ライオン王子に飼われたネコさん。
(厄介な男を愛してしまったものね。)

(……本当に。)

優しさなんて時折で、浮気はしょっちゅう。
真面目とは縁遠い世話が焼ける怠惰な人。

「愛している」と言われるどころか興味を持たれているかさえ怪しい。

そんな男を今でも好きだと思う自分がおかしいと思う。

いつの間にかキャットタワーから降りてきたルナが部屋の隅に置かれたクッションを前足でたしたしと叩いてマシロを呼ぶ。

銀の膝をすり抜け、ルナの隣に腰を下せば「仲良くなるの早いなぁ」と一枚、スマホで写真を撮られた。

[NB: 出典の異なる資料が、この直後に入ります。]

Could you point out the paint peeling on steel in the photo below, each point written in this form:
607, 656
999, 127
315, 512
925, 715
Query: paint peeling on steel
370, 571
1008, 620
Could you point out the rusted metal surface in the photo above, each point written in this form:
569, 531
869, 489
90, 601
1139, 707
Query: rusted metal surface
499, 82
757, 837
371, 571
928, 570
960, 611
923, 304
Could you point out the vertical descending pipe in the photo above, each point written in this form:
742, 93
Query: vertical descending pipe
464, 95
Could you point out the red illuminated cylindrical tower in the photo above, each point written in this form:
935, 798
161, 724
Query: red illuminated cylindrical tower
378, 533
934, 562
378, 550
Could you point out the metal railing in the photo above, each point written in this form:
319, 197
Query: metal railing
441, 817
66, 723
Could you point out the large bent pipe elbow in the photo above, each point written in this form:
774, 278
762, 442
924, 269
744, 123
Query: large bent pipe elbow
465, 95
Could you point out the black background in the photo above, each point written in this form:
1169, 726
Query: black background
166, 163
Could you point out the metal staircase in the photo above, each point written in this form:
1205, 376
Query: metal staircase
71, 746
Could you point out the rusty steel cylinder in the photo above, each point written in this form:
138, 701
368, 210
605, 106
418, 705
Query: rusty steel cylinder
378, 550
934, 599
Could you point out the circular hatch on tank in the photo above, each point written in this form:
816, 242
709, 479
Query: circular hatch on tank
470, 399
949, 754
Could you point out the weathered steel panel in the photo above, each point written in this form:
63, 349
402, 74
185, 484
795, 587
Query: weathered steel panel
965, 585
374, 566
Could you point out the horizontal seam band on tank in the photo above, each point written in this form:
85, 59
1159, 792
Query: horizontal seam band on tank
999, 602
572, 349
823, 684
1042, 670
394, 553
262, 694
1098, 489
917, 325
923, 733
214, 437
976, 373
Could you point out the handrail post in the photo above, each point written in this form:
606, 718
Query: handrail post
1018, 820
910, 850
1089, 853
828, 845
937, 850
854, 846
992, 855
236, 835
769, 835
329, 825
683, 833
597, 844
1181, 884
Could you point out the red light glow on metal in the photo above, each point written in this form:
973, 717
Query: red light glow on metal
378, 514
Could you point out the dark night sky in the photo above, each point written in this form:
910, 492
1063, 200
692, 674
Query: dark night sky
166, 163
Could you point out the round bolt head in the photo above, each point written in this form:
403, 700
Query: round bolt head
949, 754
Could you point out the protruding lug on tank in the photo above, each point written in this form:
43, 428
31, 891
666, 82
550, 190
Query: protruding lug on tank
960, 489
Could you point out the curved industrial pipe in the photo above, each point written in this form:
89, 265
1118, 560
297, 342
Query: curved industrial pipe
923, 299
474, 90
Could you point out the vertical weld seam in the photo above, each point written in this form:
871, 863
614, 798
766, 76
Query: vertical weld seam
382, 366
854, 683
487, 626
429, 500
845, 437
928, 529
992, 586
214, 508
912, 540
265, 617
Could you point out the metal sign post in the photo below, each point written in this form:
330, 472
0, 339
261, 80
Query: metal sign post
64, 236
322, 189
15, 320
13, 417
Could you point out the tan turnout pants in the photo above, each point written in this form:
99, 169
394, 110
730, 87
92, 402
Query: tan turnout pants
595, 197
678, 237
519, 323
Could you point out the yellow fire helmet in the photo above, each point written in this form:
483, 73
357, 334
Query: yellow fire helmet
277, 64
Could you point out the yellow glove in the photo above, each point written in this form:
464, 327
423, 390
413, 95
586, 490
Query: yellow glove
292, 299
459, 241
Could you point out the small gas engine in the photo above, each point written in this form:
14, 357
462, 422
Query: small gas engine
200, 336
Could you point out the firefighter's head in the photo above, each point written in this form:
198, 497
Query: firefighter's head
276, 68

猫とはいえ、本来は全裸と同じなので一瞬ドキリとしたが、このまま後数日何事もなく過ごせばただの猫の写真だと思うことにした。

(……ルナさんも今も服を着てるんですよね?)

(もちろんよ。)

紅羽が猫になって訪問してきた時はきちんと服を着ていたのでそうかとは思っていたが、改めて聞かされるとなんて不公平なのか。

少しだけ不貞腐れるマシロをルナはクスリと笑った。

(ねぇ、興味本位だから答えたくなかったら答えなくてもいいんだけど、彼とはどうやって出会ったの?)

(……全然ドラマチックな感じじゃないですよ?)

(私からすれば芸能人に出会すことすら珍しいのに付き合えるなんて、それだけで十分ドラマチックで興味があるけど?)

ここは紅羽のバーではない。
お酒はないし、それらしい雰囲気もない。

けれど、魔法でも使ったのか、それとも彼女たちが持つ特性か。

聞いて欲しい、話したいと思わせる何かがある。

怜音と出会った頃を思い出すように目を閉じた。